Originally created for a show entitled “Kings and Queens”, I painted this image in homage to a woman who, despite her humble origins, changed the world by in 1955, in Montgomery, Alabama, refusing to obey the bus driver’s order that she give up her seat in the colored section of the bus to a white passenger after the white section was filled.  Although she wasn’t the only person during this time to resist segregation, NAACP organizers thought she was the best candidate for seeing through a court challenge after her subsequent arrest for civil disobedience.  As an international icon of resistance to racial segregation, she worked with Dr.

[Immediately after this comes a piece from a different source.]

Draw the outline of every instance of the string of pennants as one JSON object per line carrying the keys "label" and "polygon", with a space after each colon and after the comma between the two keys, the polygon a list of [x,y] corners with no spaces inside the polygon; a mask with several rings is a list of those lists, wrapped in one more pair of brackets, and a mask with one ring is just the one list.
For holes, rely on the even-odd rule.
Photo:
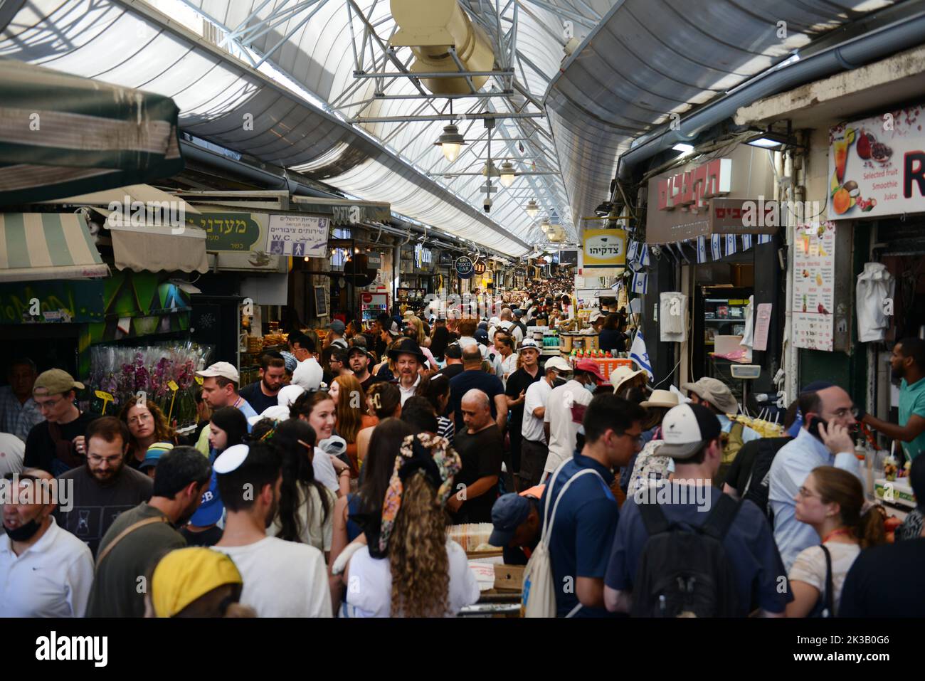
{"label": "string of pennants", "polygon": [[[696,262],[701,265],[747,251],[756,243],[769,243],[771,240],[771,234],[712,234],[709,238],[703,236],[658,246],[631,241],[626,247],[628,269],[624,276],[629,279],[631,291],[646,293],[648,291],[648,272],[646,268],[651,264],[650,254],[653,247],[658,249],[657,255],[664,254],[677,264]],[[617,288],[619,287],[618,283]]]}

King, who was a new minister in the area, to gain international support for the civil rights movement.  For me growing up learning about the movement and civil rights, Rosa Parks was a very warm and compassionate “motherly” figure that helped me and so many others understand, even by just images of her and her smile, the incredible need for all people to treat each other with respect and equality.  While I also loved Martin Luther King, he was more at a regal, patriarchal, and “great leader” remove—while of course I respected and admired him, Rosa Parks for me was a direct and immediate persona to cathect to as a child would a mother or female figure, and help me to emotionally understand what had happened and how far we still needed (and need) to progress for equality.  Through different stages of my life, from traveling through Montgomery and visiting the sites of the movement in college, to now (after painting many images towards this subject matter), I continue to learn (while painting this and similar subjects, I listen to audio books about the civil rights movement and more) and understand the complexities and struggles of this time that continue to permeate to this day.  In the installation of “My American Dream” these two figure help to forge the countries ideology of where my husband and I can be married and happily live and be accepted as a couple, and where hopefully we all can be free to be who we are and live the lives that we want to without fear of subjugation and hate.  I love Rosa Parks and Dr. Martin Luther King and their legacy, and hope this painting does some justice as an homage to them, my feelings and sentiments towards who they were, and acts as a historical painting to remind all of their importance in addition to their humanness.

 

Inspiration


Peter Paul Rubens, Four Studies of A Head, first half of the 17th Century, Royal Museums of Fine Arts, Belgium

In the museum in Brussels, they have this knockout little painting study of Rubens painting studies of a Moor, whom he also painted later as a portrait, which was really an edifying surprise to see there, or a person of color (who is not in a servile position) in any Western museum.  I love the dignified approach to his subject, who seems like a real person that you could know, painted with a warmth and style that supercedes his larger commissioned and cooler work.  I don’t want to make the same mistakes of most of art history, that deny the agency of people of color, and want to paint the people that inspired me and my world equally, disregard less of gender, race, creed, or color.  I hope to bring a warmth but also respect to all my subjects.